My question is a general one, whose answer can probably be found in any decent convex analysis book. I unfortunately don't have any at hand right now, so here it is:
Let's consider a "reasonable" Banach space $X$ (say at least reflexive and separable as usual), a convex subset $C\subset X$ and a function $\Phi:C\to\mathbb{R}$ which is continuous for the strong $X$ topology and convex.
What do I need to assume for $\Phi$ to be weakly lower-semicontinuous? Clearly differentiability works with the classical trick $x_n\rightharpoonup x$ and $\Phi(x_k)\geq \Phi(x)+D\Phi(x).(x_k-x)$, but I guess there must be less restrictive conditions than differentiability?
Thank you!
Best Answer
A function is lower semicontinuous (in some topology on $X$) if and only if its epigraph $\{(x,y)\in X\times \mathbb R:y\ge \Phi(x)\}$ is a closed set in the product topology on $X\times \mathbb R$.

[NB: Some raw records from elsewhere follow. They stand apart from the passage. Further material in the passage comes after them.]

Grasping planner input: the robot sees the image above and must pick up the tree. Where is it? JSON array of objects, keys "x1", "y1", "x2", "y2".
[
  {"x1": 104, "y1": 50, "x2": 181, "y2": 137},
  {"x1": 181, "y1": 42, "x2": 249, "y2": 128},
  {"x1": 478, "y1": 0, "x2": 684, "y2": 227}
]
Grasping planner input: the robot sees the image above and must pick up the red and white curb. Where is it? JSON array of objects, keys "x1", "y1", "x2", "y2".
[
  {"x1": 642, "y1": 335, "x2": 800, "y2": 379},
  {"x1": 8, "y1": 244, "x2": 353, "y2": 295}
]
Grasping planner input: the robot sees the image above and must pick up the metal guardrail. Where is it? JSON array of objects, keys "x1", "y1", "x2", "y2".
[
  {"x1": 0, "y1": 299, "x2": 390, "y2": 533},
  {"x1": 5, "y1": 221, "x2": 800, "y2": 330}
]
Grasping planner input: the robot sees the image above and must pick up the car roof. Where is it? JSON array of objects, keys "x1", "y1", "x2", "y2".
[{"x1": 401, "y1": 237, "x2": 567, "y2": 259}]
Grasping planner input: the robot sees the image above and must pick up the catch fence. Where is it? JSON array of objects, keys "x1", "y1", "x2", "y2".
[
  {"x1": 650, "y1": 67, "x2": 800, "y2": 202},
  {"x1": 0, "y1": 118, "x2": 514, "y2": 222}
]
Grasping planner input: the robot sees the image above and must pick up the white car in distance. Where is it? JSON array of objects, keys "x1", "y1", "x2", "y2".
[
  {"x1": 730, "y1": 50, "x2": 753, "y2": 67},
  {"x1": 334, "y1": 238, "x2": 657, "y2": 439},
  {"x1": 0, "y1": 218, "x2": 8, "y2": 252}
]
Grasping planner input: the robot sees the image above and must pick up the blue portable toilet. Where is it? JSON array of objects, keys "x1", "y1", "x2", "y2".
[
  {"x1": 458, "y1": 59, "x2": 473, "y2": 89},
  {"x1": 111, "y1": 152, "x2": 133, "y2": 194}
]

In particular, if we use the weak topology on $X$, the product topology on $X\times \mathbb R$ is the weak topology of the product $X\times \mathbb R$, considered as a Banach space of its own.
It is a well-known consequence of Hahn-Banach theorem that a strongly closed convex set is weakly closed, in any normed space.
Combining the above, we conclude: every lower semicontinuous convex function is weakly lower semicontinuous. No further assumptions are needed.